L'Europe a besoin de politiques claires et responsables. Les États européens doivent retrouver le chemin des politiques coopératives. L'adoption de l'euro nous y invite tout en en renforçant l'efficacité. Au lieu de quoi, nous assistons sans mot dire à des politiques destructrices de désinflation compétitive.
Prenons au sérieux les marges de manoeuvre dont nous avons eu tant de mal à nous doter ! Le dialogue franco-allemand est manifestement à l'abandon, ce dialogue sans lequel le projet européen n'aurait jamais acquis droit de cité. La politique de notre grand voisin allemand ne peut nous laisser indifférents.
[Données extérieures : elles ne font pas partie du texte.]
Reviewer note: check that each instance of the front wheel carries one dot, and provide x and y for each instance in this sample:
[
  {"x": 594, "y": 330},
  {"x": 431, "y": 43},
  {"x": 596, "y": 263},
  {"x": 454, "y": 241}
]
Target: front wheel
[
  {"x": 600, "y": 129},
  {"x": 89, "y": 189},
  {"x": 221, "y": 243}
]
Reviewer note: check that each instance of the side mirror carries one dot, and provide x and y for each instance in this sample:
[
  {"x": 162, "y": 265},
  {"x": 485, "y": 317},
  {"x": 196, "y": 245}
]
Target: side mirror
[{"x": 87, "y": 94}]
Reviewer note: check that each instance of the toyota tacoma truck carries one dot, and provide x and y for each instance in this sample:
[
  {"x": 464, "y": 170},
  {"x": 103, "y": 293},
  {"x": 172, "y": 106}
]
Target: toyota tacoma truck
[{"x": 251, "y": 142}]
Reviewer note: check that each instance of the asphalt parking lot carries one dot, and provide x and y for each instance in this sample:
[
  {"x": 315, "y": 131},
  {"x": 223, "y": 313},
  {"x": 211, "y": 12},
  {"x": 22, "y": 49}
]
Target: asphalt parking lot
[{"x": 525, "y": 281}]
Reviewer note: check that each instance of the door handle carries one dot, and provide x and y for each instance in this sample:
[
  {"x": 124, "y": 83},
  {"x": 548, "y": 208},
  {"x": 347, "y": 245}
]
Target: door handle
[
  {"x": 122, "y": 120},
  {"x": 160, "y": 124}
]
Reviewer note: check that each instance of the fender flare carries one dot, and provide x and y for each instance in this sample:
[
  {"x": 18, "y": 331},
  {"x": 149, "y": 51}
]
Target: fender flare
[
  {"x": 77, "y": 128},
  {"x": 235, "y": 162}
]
Plutôt que de souhaiter le retour aux dévaluations en chaîne que portent certaines propositions de TVA dite « sociale » - la TVA n'est jamais sociale ! -, nous devrions faire part à nos amis allemands des inquiétudes que nous inspire leur politique économique.
Nous devrions aussi agir avec toute la détermination nécessaire pour faire progresser l'harmonisation fiscale en Europe. N'est-il pas poignant de voir l'Allemagne revenir aujourd'hui sur les baisses d'impôt massives que, voilà cinq ans à peine, on citait dans certains cénacles comme l'exemple d'une saine adaptation à la mondialisation ? Le Gouvernement serait bien inspiré de méditer cette leçon !
Enfin, un monde meilleur, ce serait un monde où régnerait une plus grande éthique de la parole et de la décision publiques ; un monde où l'on n'afficherait pas une baisse des impôts en passant sous silence la réduction programmée des dépenses publiques, qui ne pourra qu'avoir des effets néfastes sur le bien-être des ménages, en particulier les plus pauvres d'entre eux ; un monde où l'on cesserait de prétendre que les Français ne travaillent pas assez, alors que la croissance est insuffisante pour absorber la main-d'oeuvre disponible ; un monde où ne seraient pas imputés à la réduction du temps de travail 19 milliards d'euros d'allégements de charges sociales, que la majorité a décidé de ne plus lier au passage aux 35 heures, alors que l'on réclame sans cesse une baisse du coût du travail ; un monde où l'on ne s'attribuerait pas, pendant la journée, le mérite d'avoir augmenté le SMIC, pour, le soir, le regretter ; un monde, enfin, où l'on ne prétendrait pas ramener en quatre ans les dépenses publiques à leur niveau d'il y a quinze, sans dire de quelle manière cela sera possible et sans évoquer les conséquences qui en découleront.
Il est essentiel que nos débats retrouvent plus de clarté et qu'ils contribuent à mieux informer nos concitoyens. Notre démocratie ne doit pas craindre les controverses dès lors qu'elles ne reposent pas sur des faux-semblants. Le groupe du RDSE entend donner l'exemple, puisqu'une partie de ses membres vous soutiendra, monsieur le ministre, tandis que l'autre s'opposera à votre politique budgétaire économique, sociale et financière en rejetant l'article d'équilibre du projet de loi de finances pour 2006.